Chapter 5, User Authentication, discusses the tools to provide authentication to application visitors.

Chapter 6, User Authorization and Access Control, explains the ways to control access for application visitors, and, especially, about the role-based access control system.

Chapter 7, Modules, returns from the exact features of the framework to its fundamentals. Here we will clearly understand the internal structure and logic of the Yii-based application and how it influences the overall design.

Chapter 8, Overall Behavior, is about the infrastructure of the Yii-based application. We will learn about several features that affect the application as a whole.

Chapter 9, Making an Extension, tells us how to make the extension to the Yii 2 framework and prepare it so that it is installable in the same way as the extensions built-in to the basic distribution of the framework itself.

Chapter 10, Events and Behaviors, investigates the intricacies of the system inside the Yii 2 framework allowing us to attach custom behavior to many of the usual activities of the application, such as fetching a record from the database or rendering a view file.

Chapter 11, The Grid, has two purposes. First, it explains the powerful and complex GridView widget, which allows you to make complicated, table-based interfaces relatively easily. Second, it presents a different approach in developing applications using the Yii 2 framework, the one that is customary in its community, so you can see both the advantages and the disadvantages of both approaches.

Chapter 12, Route Management, explains the top level of the framework, that is, how it responds to HTTP requests from actual visitors.

Chapter 13, Collaborative Work, concludes the book by presenting the methods that help to manage the code base of a Yii-based application when there are several developers working on it.

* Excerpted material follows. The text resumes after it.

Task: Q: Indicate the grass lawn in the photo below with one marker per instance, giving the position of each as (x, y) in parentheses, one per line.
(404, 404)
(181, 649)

Appendix A, Deployment Setup with Vagrant, shows a simple way to construct a virtual machine for your local development, which you can use for building the examples from this book.

Appendix B, The Active Form Primer, contains an extension to Chapter 11, The Grid, in which we use another powerful user interface widget of Yii 2, the ActiveForm. It was excluded from the chapter text because it's not directly related to the GridView widget, but we could not gloss over it completely. Without the ActiveForm, the feature we were building in Chapter 11, The Grid, is not complete.

Through the course of the book, starting from Chapter 2, Making a Custom Application with Yii 2, we'll be working with a single code base. Later chapters will build over the work previously done, so the book is expected to be read sequentially, without skipping or changing order.